Just look no further than what happened between Thursday (pre-announcement) and Friday (post-announcement). Thursday’s close was ~$389. I took a snapshot of the options prices Friday morning after the announcement when shares were up moderately at $396. If you look at the May $430 contract for a call option, (recap, shares moved from $389 to $396 overnight), the option value actually DECLINED! Thursday afternoon, the option contract was worth 8.40 and Friday morning, it was 5.40 for a 1 day $300 gain (with shares moving toward, not away from the $430 strike). How could this be? When a stock is rising, the call options should be increasing in value, right? Well, that’s when you forget to consider the volatility component of the option value. Simply put, leading into the earnings announcement, implied volatility on Google options was quite high, and then following the announcement, it dropped off a cliff because the news was out. Put another way, just prior to earnings, investors figured there’s a chance that shares would skyrocket, hence they were willing to pay more money for an “out of the money” call option at the $430 strike thinking that perhaps shares would zoom right past and they could pocket the difference. When the earnings announcement was met with a yawn though, the likelihood of that scenario deteriorating quickly, hence, the much lower price.
Now, for the Puts
Likewise, if you had sold a put option ~10% below the share price, you sold the May 350 Put for 9.50 and by the next day, as would normally be expected, since shares were moving in the upward direction, the put option had dropped to 4.40, for a $510 1 day gain.
The Risks Should Not be Ignored
I don’t want to portray this as a no-risk or even a low-risk proposition. I happen to be long a few Google shares and many funds and ETFs I hold have exposure to Google and tech in general which would be buoyed by a massive runup in shares. However, if Google shares rallied say 20% in a day, the call option may then have run to about $5000 to buy back. Now, since you had sold the put and call combination for a total premium for ~$1800 combined and now we assume the put will just expire worthless or be very cheap to buy back, you’d be looking at a loss of $3200. Could Google run 20% in a day? In recent history, that hasn’t been a typical pattern, even following earnings announcements, but that’s a risk you have to be willing to assume. Your other alternative would have been to sell credit spreads which I outlined in an article at Everyday Finance, but by taking on less risk, you reduce your profit potential.

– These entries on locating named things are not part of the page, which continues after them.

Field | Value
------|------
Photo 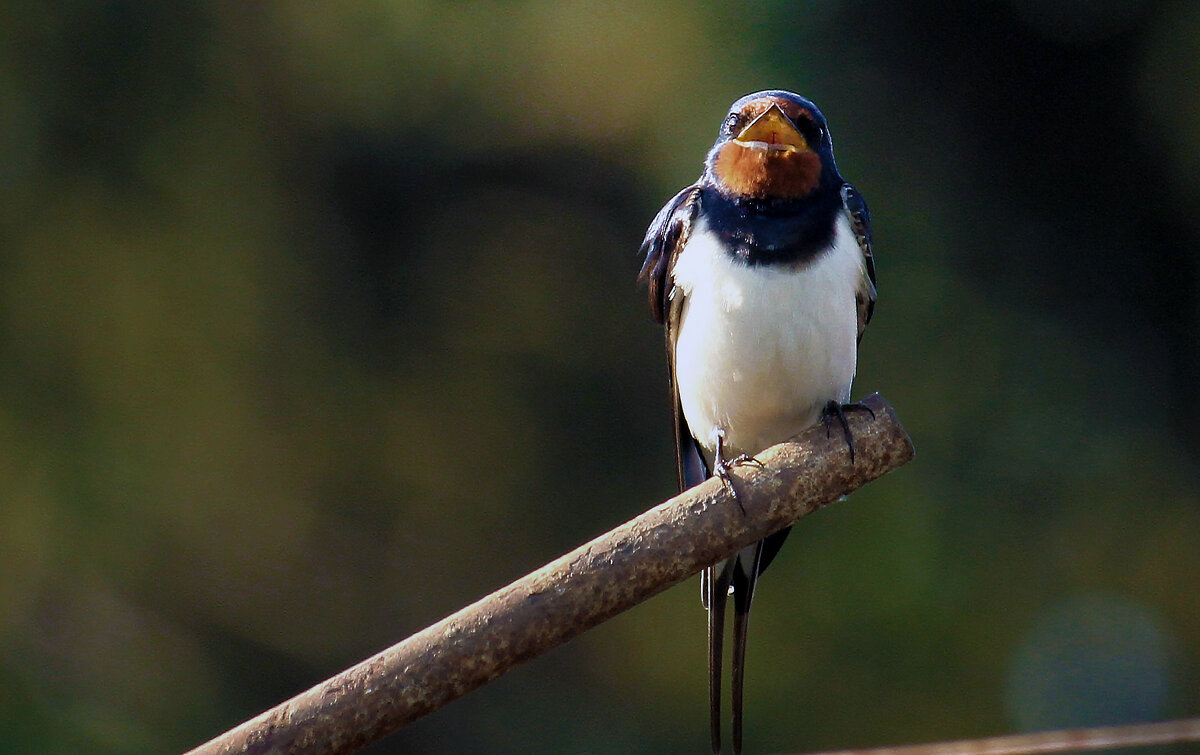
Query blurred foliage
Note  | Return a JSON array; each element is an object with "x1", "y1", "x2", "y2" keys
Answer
[{"x1": 0, "y1": 0, "x2": 1200, "y2": 754}]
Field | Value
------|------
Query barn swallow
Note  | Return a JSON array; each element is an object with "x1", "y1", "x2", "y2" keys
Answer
[{"x1": 638, "y1": 90, "x2": 875, "y2": 753}]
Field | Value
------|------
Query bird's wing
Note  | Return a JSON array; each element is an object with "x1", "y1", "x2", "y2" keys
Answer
[
  {"x1": 637, "y1": 186, "x2": 708, "y2": 492},
  {"x1": 841, "y1": 184, "x2": 876, "y2": 340}
]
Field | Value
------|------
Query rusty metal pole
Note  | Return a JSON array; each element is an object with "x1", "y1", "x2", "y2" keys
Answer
[{"x1": 190, "y1": 394, "x2": 913, "y2": 755}]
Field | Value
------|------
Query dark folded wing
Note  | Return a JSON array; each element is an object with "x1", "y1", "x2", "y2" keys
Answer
[
  {"x1": 637, "y1": 186, "x2": 708, "y2": 491},
  {"x1": 841, "y1": 184, "x2": 876, "y2": 340}
]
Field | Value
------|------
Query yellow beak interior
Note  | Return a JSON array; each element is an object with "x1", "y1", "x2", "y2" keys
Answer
[{"x1": 736, "y1": 104, "x2": 811, "y2": 151}]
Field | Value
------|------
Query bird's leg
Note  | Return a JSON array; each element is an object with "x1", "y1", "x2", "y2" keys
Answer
[
  {"x1": 713, "y1": 427, "x2": 762, "y2": 514},
  {"x1": 821, "y1": 401, "x2": 875, "y2": 461}
]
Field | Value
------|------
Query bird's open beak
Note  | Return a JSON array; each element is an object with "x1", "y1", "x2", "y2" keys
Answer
[{"x1": 734, "y1": 104, "x2": 812, "y2": 152}]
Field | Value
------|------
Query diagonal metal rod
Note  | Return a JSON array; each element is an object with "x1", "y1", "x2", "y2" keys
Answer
[
  {"x1": 796, "y1": 718, "x2": 1200, "y2": 755},
  {"x1": 182, "y1": 394, "x2": 913, "y2": 755}
]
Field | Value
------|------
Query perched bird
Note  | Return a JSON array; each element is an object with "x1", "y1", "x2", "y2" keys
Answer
[{"x1": 638, "y1": 90, "x2": 875, "y2": 753}]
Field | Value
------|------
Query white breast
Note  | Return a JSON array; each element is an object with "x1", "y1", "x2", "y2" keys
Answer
[{"x1": 672, "y1": 216, "x2": 865, "y2": 462}]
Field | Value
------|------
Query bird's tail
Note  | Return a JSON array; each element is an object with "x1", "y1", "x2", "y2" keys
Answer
[{"x1": 701, "y1": 543, "x2": 763, "y2": 755}]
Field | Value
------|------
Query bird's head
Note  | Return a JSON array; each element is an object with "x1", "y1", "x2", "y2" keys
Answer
[{"x1": 704, "y1": 90, "x2": 836, "y2": 202}]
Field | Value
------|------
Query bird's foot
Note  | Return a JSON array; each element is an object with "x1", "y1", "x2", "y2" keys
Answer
[
  {"x1": 821, "y1": 401, "x2": 875, "y2": 462},
  {"x1": 713, "y1": 430, "x2": 763, "y2": 514}
]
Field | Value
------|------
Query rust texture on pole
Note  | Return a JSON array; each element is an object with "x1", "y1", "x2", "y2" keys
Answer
[
  {"x1": 191, "y1": 394, "x2": 913, "y2": 755},
  {"x1": 792, "y1": 718, "x2": 1200, "y2": 755}
]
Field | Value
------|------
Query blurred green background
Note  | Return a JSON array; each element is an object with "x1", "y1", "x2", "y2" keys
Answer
[{"x1": 0, "y1": 0, "x2": 1200, "y2": 754}]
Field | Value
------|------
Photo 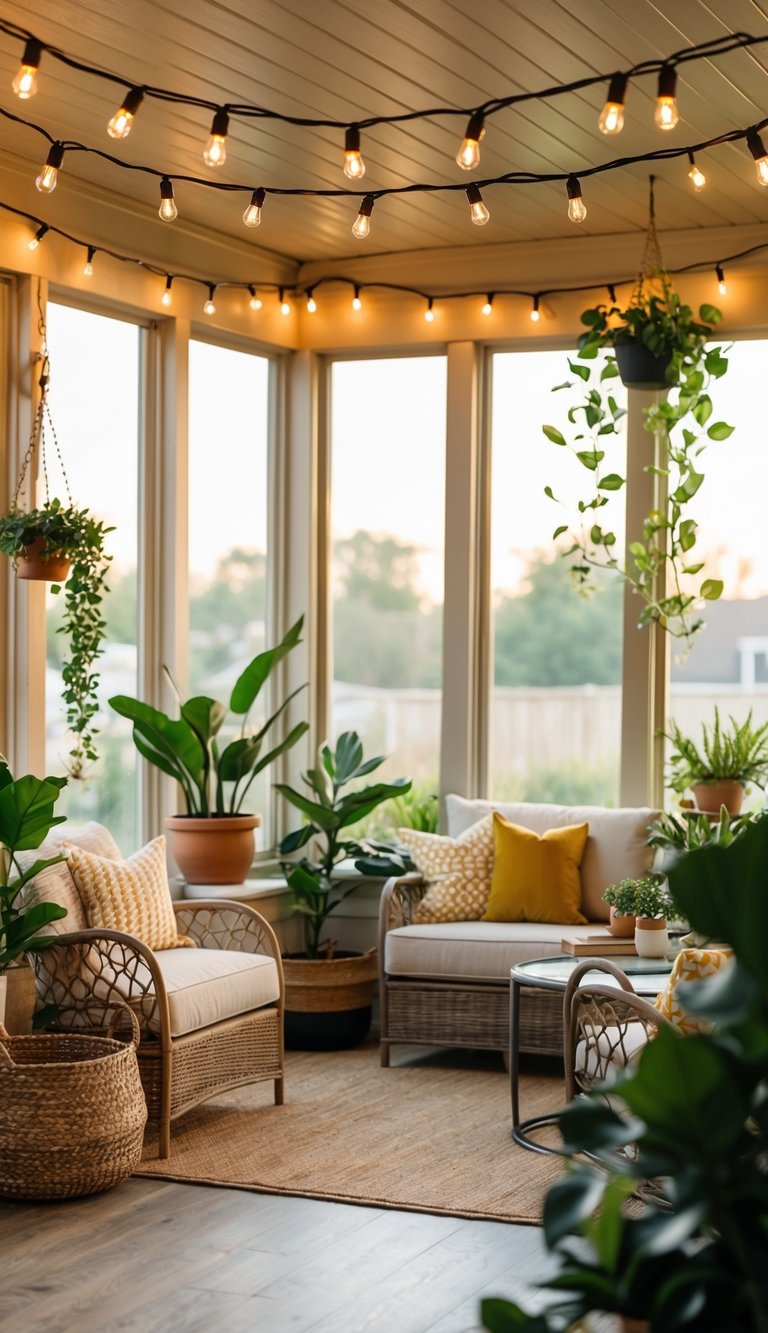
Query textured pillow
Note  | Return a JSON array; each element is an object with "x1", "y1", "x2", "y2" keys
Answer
[
  {"x1": 483, "y1": 810, "x2": 589, "y2": 925},
  {"x1": 397, "y1": 816, "x2": 493, "y2": 925},
  {"x1": 69, "y1": 834, "x2": 185, "y2": 949}
]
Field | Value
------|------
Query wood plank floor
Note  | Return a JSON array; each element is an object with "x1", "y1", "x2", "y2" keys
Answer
[{"x1": 0, "y1": 1180, "x2": 548, "y2": 1333}]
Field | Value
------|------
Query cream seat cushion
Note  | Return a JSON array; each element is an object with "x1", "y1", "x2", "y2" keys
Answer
[
  {"x1": 445, "y1": 796, "x2": 660, "y2": 921},
  {"x1": 384, "y1": 921, "x2": 595, "y2": 982}
]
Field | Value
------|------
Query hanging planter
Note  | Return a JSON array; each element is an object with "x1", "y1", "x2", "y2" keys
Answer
[{"x1": 0, "y1": 287, "x2": 113, "y2": 778}]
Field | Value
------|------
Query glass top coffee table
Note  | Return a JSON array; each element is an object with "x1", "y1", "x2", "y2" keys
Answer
[{"x1": 509, "y1": 953, "x2": 673, "y2": 1153}]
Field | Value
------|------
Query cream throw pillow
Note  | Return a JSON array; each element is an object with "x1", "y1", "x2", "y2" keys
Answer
[
  {"x1": 397, "y1": 814, "x2": 493, "y2": 925},
  {"x1": 68, "y1": 834, "x2": 187, "y2": 949}
]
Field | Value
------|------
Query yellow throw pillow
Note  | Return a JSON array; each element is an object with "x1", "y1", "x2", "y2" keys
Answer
[
  {"x1": 483, "y1": 810, "x2": 589, "y2": 925},
  {"x1": 68, "y1": 834, "x2": 187, "y2": 949},
  {"x1": 397, "y1": 814, "x2": 493, "y2": 925}
]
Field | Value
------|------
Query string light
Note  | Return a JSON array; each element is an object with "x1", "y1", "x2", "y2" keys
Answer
[
  {"x1": 27, "y1": 223, "x2": 51, "y2": 249},
  {"x1": 467, "y1": 183, "x2": 491, "y2": 227},
  {"x1": 203, "y1": 107, "x2": 229, "y2": 167},
  {"x1": 107, "y1": 88, "x2": 144, "y2": 139},
  {"x1": 653, "y1": 65, "x2": 680, "y2": 129},
  {"x1": 344, "y1": 125, "x2": 365, "y2": 180},
  {"x1": 688, "y1": 149, "x2": 707, "y2": 189},
  {"x1": 597, "y1": 73, "x2": 627, "y2": 135},
  {"x1": 456, "y1": 111, "x2": 485, "y2": 171},
  {"x1": 352, "y1": 195, "x2": 375, "y2": 241},
  {"x1": 565, "y1": 176, "x2": 587, "y2": 223},
  {"x1": 747, "y1": 129, "x2": 768, "y2": 185},
  {"x1": 11, "y1": 37, "x2": 43, "y2": 101},
  {"x1": 35, "y1": 143, "x2": 64, "y2": 195},
  {"x1": 243, "y1": 189, "x2": 267, "y2": 227},
  {"x1": 157, "y1": 176, "x2": 179, "y2": 223}
]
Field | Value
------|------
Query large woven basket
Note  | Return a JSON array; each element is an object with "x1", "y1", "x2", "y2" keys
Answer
[{"x1": 0, "y1": 1009, "x2": 147, "y2": 1198}]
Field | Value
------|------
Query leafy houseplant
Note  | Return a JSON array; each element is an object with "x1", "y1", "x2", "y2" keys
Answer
[
  {"x1": 0, "y1": 500, "x2": 113, "y2": 778},
  {"x1": 543, "y1": 273, "x2": 733, "y2": 648},
  {"x1": 275, "y1": 732, "x2": 411, "y2": 1049},
  {"x1": 109, "y1": 616, "x2": 308, "y2": 884},
  {"x1": 483, "y1": 818, "x2": 768, "y2": 1333},
  {"x1": 664, "y1": 705, "x2": 768, "y2": 814}
]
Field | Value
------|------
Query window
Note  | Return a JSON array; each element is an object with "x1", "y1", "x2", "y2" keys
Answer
[
  {"x1": 189, "y1": 341, "x2": 272, "y2": 846},
  {"x1": 40, "y1": 303, "x2": 143, "y2": 853},
  {"x1": 331, "y1": 356, "x2": 445, "y2": 794},
  {"x1": 491, "y1": 351, "x2": 625, "y2": 805}
]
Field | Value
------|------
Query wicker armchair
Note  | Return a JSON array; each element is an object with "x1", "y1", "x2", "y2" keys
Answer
[{"x1": 33, "y1": 901, "x2": 284, "y2": 1157}]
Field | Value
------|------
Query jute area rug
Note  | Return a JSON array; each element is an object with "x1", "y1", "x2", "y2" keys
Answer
[{"x1": 137, "y1": 1044, "x2": 563, "y2": 1224}]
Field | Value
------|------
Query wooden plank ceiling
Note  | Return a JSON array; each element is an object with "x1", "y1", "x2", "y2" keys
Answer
[{"x1": 0, "y1": 0, "x2": 768, "y2": 261}]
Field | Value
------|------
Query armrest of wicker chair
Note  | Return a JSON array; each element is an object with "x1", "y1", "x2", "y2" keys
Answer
[{"x1": 32, "y1": 929, "x2": 171, "y2": 1046}]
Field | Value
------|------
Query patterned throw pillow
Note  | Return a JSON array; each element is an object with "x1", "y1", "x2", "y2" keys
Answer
[
  {"x1": 397, "y1": 814, "x2": 493, "y2": 925},
  {"x1": 69, "y1": 834, "x2": 187, "y2": 949}
]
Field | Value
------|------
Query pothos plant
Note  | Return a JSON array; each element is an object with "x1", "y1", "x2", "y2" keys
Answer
[{"x1": 543, "y1": 285, "x2": 733, "y2": 649}]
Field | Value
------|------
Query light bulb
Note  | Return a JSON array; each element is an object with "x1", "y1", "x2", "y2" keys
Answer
[
  {"x1": 456, "y1": 111, "x2": 485, "y2": 171},
  {"x1": 565, "y1": 176, "x2": 587, "y2": 223},
  {"x1": 107, "y1": 88, "x2": 144, "y2": 139},
  {"x1": 35, "y1": 143, "x2": 64, "y2": 195},
  {"x1": 467, "y1": 184, "x2": 491, "y2": 227},
  {"x1": 747, "y1": 129, "x2": 768, "y2": 185},
  {"x1": 11, "y1": 37, "x2": 43, "y2": 101},
  {"x1": 157, "y1": 176, "x2": 179, "y2": 223},
  {"x1": 653, "y1": 65, "x2": 680, "y2": 129},
  {"x1": 597, "y1": 75, "x2": 627, "y2": 135},
  {"x1": 344, "y1": 125, "x2": 365, "y2": 180},
  {"x1": 352, "y1": 195, "x2": 373, "y2": 241},
  {"x1": 203, "y1": 107, "x2": 229, "y2": 167},
  {"x1": 243, "y1": 189, "x2": 267, "y2": 227}
]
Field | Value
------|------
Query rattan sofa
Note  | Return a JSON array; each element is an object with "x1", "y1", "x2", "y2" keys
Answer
[{"x1": 379, "y1": 796, "x2": 659, "y2": 1065}]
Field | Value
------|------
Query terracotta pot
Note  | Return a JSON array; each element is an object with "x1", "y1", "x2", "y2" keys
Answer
[
  {"x1": 16, "y1": 537, "x2": 72, "y2": 583},
  {"x1": 691, "y1": 777, "x2": 744, "y2": 814},
  {"x1": 608, "y1": 908, "x2": 635, "y2": 940},
  {"x1": 165, "y1": 814, "x2": 261, "y2": 884}
]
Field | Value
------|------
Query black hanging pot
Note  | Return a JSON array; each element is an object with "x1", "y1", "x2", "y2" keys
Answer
[{"x1": 613, "y1": 339, "x2": 672, "y2": 389}]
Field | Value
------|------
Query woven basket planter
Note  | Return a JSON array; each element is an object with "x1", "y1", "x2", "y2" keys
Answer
[{"x1": 0, "y1": 1010, "x2": 147, "y2": 1198}]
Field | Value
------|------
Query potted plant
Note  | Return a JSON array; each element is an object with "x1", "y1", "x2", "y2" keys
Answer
[
  {"x1": 109, "y1": 616, "x2": 308, "y2": 884},
  {"x1": 0, "y1": 499, "x2": 113, "y2": 778},
  {"x1": 664, "y1": 705, "x2": 768, "y2": 814},
  {"x1": 276, "y1": 732, "x2": 411, "y2": 1050},
  {"x1": 0, "y1": 757, "x2": 67, "y2": 1033},
  {"x1": 483, "y1": 818, "x2": 768, "y2": 1333},
  {"x1": 603, "y1": 873, "x2": 672, "y2": 958}
]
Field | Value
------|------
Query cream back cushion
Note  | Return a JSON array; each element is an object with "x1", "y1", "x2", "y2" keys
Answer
[{"x1": 445, "y1": 796, "x2": 660, "y2": 921}]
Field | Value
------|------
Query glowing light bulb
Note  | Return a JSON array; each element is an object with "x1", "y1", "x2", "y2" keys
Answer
[
  {"x1": 157, "y1": 176, "x2": 179, "y2": 223},
  {"x1": 352, "y1": 195, "x2": 375, "y2": 241},
  {"x1": 107, "y1": 88, "x2": 144, "y2": 139},
  {"x1": 456, "y1": 111, "x2": 485, "y2": 171},
  {"x1": 747, "y1": 129, "x2": 768, "y2": 185},
  {"x1": 11, "y1": 37, "x2": 43, "y2": 101},
  {"x1": 565, "y1": 176, "x2": 587, "y2": 223},
  {"x1": 203, "y1": 107, "x2": 229, "y2": 167},
  {"x1": 243, "y1": 189, "x2": 267, "y2": 227},
  {"x1": 344, "y1": 125, "x2": 365, "y2": 180},
  {"x1": 653, "y1": 65, "x2": 680, "y2": 129},
  {"x1": 597, "y1": 75, "x2": 627, "y2": 135},
  {"x1": 467, "y1": 184, "x2": 491, "y2": 227},
  {"x1": 35, "y1": 143, "x2": 64, "y2": 195}
]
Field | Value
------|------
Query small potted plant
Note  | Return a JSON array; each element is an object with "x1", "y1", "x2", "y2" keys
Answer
[
  {"x1": 109, "y1": 616, "x2": 309, "y2": 884},
  {"x1": 664, "y1": 705, "x2": 768, "y2": 816},
  {"x1": 275, "y1": 732, "x2": 412, "y2": 1050},
  {"x1": 603, "y1": 873, "x2": 672, "y2": 958},
  {"x1": 0, "y1": 499, "x2": 113, "y2": 778}
]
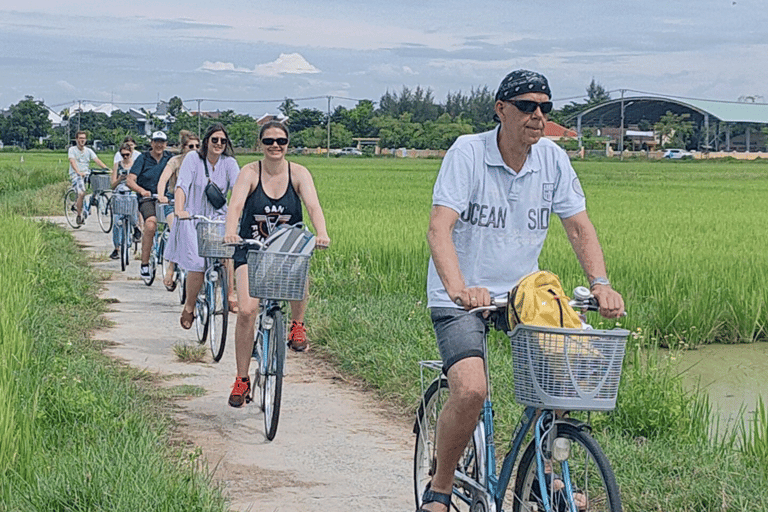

Apple (AAPL): Next Earnings Release will be Wednesday after the bell. Those options are looking to fall into a similar pattern of pricey early in the week and likely cheaper (assuming we don’t see a massive run on shares) by Thursday. Perhaps that’s another tech bellwether worth selling on volatility and buying back on the yawn.
Options Basics and Other Plays
I had posted somewhat routinely about options basics and other options plays at Everyday Finance; here are a few such articles for the uninitiated:
Is This the Rebound? A Financials Volatility Play(apparently, it was the bottom…I wrote in on March 12!)
Disclosure: I have a covered call position on Apple already, so I will not be engage in any additional option trades. I also own Google shares and have an open credit spread position on the put side.